The immune response of nano carbon-based photic-driving vaccines to severe acute respiratory syndrome coronavirus 2

Abstract

As the most severe novel infectious disease in this century, coronavirus disease 2019 (COVID-19) faces tremendous challenges due to the hysteresis of drugs and vaccine development. Elucidating the panoramic mechanism of coronavirus-host immune interaction is a strategy for disease surveillance, diagnosis, treatment, prevention, and immunity assessment of COVID-19. A robust carbon nanotube (CNT)-based photic vaccine technology contributes to address the core scientific issues of these challenges. This perspective states the latest prevention and control strategy of CNT-based photic vaccine and its broad-spectrum resistance to high transmissible and pathogenic variants.
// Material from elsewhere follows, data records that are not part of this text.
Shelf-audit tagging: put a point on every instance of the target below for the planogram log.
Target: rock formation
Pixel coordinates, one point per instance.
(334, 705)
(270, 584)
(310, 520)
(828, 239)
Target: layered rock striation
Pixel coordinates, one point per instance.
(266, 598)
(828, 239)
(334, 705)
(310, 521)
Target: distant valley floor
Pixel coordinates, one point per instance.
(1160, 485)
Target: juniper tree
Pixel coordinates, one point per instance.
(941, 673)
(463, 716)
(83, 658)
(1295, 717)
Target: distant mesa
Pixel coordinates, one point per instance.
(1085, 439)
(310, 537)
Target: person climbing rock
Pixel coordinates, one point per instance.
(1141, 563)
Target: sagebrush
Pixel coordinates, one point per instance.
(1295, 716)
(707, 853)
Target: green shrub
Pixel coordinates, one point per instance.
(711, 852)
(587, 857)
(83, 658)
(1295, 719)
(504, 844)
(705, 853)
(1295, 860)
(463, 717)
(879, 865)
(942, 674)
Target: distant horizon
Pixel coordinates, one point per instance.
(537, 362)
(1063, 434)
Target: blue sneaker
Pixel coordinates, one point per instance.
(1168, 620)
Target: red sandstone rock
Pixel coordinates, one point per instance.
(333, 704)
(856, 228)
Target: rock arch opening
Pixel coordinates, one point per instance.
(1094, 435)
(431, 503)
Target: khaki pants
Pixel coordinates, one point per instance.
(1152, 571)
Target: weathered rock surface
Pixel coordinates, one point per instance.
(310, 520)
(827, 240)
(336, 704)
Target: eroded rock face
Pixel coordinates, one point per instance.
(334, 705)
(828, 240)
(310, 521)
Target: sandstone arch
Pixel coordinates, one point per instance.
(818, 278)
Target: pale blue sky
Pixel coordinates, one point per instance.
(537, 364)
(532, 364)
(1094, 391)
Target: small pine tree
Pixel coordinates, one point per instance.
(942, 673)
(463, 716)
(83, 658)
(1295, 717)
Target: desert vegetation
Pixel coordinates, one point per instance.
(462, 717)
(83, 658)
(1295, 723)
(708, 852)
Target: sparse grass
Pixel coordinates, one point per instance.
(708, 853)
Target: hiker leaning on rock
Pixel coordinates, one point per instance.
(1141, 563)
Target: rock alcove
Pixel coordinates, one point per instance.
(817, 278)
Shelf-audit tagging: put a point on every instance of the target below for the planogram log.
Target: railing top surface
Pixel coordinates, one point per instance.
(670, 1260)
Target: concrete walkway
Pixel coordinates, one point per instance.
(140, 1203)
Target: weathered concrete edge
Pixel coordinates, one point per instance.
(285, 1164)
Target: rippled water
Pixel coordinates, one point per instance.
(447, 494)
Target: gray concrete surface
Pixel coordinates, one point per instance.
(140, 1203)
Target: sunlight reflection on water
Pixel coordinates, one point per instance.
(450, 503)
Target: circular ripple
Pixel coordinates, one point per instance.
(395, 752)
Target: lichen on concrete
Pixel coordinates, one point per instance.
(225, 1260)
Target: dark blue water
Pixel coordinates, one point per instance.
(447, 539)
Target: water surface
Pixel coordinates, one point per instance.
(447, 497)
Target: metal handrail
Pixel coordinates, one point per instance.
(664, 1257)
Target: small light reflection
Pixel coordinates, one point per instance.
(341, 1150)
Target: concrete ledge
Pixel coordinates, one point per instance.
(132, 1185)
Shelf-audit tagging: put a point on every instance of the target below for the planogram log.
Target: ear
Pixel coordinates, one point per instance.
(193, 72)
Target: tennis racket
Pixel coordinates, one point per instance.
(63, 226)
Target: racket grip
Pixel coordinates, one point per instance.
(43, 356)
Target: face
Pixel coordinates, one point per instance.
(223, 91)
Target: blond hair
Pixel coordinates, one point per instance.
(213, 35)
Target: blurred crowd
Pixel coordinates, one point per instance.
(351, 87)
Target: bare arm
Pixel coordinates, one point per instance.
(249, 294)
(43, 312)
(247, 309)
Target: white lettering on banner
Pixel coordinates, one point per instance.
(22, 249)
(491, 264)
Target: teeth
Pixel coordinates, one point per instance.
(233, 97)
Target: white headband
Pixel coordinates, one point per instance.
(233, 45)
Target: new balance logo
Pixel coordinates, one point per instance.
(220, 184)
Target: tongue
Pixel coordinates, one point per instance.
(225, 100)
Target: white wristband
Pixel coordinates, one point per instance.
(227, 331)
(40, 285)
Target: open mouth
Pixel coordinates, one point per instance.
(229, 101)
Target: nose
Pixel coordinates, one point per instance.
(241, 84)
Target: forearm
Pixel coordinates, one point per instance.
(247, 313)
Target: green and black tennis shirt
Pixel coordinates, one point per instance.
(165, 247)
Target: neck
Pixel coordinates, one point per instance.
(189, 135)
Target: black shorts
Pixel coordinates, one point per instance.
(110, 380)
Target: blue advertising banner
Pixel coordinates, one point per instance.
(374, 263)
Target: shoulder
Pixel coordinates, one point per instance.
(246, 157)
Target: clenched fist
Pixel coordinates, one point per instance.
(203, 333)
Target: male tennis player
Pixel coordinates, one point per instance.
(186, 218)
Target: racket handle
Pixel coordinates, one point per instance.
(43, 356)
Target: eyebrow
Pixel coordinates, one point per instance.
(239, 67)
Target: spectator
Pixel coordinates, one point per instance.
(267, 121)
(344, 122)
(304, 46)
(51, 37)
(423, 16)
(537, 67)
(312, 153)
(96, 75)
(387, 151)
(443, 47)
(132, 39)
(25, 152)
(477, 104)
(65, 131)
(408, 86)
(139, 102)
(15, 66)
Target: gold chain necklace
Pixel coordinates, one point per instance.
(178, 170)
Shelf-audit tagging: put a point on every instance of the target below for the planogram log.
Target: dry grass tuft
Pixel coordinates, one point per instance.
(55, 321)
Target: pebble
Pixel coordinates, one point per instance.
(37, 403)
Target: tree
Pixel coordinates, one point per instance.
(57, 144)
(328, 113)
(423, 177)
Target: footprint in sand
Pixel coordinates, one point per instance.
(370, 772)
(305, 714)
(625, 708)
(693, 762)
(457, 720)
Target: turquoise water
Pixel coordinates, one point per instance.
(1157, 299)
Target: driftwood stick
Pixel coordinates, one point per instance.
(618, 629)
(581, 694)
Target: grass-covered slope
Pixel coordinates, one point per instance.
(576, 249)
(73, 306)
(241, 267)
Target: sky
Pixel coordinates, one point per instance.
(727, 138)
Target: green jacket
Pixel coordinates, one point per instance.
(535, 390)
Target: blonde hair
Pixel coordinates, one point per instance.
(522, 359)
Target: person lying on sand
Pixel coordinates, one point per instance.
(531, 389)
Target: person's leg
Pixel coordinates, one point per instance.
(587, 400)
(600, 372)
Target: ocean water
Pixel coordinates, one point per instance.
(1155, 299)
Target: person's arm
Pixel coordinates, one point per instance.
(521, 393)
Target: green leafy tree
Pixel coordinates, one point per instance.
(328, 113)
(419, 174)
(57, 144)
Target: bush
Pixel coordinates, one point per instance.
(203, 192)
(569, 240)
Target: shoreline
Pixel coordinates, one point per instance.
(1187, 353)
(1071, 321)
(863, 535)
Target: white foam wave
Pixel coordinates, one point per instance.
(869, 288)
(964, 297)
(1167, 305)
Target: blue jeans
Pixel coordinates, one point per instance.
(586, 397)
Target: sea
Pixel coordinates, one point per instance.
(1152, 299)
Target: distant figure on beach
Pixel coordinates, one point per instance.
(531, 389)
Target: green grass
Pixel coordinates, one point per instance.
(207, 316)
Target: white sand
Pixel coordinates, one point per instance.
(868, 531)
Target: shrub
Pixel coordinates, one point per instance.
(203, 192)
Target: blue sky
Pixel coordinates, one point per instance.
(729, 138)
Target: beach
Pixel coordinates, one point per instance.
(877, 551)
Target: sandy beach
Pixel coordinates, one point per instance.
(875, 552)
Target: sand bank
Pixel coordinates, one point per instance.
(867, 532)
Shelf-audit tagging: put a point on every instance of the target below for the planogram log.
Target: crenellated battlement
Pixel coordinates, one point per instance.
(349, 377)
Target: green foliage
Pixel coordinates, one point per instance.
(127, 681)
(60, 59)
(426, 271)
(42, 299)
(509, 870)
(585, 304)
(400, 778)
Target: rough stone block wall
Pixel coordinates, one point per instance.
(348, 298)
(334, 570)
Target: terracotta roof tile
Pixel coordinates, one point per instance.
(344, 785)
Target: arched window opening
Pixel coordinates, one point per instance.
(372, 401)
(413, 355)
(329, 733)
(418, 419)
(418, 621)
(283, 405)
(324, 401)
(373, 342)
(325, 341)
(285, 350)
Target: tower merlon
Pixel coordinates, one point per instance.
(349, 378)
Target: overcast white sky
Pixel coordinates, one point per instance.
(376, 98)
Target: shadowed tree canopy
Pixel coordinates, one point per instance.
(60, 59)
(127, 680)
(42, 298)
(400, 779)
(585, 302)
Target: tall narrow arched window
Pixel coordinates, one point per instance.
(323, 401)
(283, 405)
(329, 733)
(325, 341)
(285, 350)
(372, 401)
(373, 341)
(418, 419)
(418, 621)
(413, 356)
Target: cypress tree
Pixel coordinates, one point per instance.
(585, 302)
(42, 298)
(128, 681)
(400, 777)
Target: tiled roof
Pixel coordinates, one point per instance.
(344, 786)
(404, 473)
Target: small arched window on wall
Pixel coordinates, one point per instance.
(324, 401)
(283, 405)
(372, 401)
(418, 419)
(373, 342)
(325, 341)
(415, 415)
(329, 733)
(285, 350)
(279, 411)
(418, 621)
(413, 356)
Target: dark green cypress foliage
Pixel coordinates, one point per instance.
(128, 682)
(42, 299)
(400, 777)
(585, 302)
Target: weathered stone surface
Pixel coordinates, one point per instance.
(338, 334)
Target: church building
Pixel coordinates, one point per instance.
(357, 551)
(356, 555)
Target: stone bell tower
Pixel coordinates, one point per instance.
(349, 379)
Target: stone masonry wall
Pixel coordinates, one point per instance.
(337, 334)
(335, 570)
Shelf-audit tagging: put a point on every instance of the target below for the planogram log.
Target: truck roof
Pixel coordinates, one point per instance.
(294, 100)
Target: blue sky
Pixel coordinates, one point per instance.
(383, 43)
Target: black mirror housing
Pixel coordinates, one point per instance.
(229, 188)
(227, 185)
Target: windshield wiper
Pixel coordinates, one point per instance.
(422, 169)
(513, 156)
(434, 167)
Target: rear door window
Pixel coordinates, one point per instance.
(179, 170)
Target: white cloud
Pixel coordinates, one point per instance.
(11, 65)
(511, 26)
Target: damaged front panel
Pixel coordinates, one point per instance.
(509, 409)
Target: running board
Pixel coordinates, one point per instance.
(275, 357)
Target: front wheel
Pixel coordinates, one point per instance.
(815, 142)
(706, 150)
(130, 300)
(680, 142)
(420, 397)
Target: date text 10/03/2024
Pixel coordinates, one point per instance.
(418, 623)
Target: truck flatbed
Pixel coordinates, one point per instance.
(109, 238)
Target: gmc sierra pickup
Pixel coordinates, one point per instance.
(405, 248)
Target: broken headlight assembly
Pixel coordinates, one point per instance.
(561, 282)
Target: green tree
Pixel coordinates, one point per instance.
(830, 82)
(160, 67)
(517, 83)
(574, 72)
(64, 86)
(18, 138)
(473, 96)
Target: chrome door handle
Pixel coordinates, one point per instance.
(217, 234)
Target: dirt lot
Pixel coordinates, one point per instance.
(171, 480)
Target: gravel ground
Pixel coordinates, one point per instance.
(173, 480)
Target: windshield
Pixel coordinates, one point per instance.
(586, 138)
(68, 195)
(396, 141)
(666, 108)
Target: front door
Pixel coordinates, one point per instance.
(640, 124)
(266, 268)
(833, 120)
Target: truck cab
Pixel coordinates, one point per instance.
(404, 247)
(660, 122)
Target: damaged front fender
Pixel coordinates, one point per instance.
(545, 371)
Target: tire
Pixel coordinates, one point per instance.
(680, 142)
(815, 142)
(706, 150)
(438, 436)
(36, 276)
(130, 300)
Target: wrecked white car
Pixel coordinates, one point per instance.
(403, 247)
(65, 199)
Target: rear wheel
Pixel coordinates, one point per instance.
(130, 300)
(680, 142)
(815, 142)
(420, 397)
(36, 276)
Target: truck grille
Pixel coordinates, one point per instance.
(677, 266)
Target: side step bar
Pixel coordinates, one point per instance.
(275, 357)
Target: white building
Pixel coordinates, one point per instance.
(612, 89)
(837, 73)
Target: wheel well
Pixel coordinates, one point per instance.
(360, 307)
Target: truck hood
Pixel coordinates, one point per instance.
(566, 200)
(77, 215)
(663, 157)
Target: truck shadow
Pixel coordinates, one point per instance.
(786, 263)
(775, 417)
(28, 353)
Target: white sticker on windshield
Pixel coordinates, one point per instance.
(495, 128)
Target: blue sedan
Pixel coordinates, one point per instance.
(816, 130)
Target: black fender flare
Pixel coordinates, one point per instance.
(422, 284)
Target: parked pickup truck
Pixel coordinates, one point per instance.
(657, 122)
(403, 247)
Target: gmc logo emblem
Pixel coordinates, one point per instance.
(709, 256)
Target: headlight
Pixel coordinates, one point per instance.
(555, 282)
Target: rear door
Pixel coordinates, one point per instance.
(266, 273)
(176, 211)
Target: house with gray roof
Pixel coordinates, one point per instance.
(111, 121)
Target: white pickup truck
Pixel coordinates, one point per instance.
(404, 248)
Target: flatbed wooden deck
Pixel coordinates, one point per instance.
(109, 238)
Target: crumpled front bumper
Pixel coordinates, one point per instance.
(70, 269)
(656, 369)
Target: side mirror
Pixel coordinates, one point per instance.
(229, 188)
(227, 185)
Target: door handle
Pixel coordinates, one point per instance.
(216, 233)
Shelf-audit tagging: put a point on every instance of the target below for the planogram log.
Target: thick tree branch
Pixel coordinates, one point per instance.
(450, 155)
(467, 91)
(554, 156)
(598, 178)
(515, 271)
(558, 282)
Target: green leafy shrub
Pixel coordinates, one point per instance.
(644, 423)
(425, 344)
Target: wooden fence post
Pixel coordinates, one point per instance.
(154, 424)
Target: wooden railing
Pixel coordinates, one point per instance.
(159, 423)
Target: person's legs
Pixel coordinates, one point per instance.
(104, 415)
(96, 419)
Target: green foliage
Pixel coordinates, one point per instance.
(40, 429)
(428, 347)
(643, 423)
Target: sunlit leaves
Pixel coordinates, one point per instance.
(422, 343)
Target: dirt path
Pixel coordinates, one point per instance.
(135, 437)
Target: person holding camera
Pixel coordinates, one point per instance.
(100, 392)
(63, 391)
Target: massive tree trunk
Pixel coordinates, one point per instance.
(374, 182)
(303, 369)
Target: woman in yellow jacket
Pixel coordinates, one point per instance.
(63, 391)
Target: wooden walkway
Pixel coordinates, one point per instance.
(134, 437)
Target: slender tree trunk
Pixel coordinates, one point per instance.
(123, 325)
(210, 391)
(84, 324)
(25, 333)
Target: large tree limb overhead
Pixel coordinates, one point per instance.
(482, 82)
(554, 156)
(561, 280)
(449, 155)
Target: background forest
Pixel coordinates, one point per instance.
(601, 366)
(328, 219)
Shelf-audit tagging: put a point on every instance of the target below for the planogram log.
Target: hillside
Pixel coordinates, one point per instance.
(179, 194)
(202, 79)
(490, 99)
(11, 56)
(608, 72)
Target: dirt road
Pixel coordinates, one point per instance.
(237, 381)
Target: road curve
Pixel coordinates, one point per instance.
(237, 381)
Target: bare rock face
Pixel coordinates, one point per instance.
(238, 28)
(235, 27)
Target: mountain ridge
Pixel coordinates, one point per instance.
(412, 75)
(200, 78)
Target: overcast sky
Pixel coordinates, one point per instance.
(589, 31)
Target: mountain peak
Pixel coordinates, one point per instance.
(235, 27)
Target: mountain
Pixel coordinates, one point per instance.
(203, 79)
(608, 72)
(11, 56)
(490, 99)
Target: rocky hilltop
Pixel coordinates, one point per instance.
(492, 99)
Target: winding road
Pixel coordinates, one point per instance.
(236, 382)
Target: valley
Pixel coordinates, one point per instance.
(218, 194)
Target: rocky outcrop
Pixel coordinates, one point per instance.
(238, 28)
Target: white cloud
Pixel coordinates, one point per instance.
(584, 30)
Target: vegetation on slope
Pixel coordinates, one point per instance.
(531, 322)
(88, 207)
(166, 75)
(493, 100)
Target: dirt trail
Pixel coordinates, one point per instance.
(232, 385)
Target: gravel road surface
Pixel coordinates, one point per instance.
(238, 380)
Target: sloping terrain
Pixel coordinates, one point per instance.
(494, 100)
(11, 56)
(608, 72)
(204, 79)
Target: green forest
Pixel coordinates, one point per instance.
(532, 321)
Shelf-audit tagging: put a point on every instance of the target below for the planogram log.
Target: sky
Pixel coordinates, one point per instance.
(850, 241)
Furthermore, this perspective covers the potential immune response to severe acute respiratory syndrome coronavirus 2 (SARS-CoV-2) under the CNT-based photic vaccine intervention and finally evaluates its efficacy and the underlying interactive mechanisms. In the future, findings of the highly efficient and conservative T cell epitopes depending on an intelligent chem-physical modulation would provide a promising basis for the development of next generation vaccines. Ideally, these next generation vaccines are prone to be with the function of dynamic allostery responding to the chem-physical changing and present the allosteric epitopes which are affinity to the viral variation.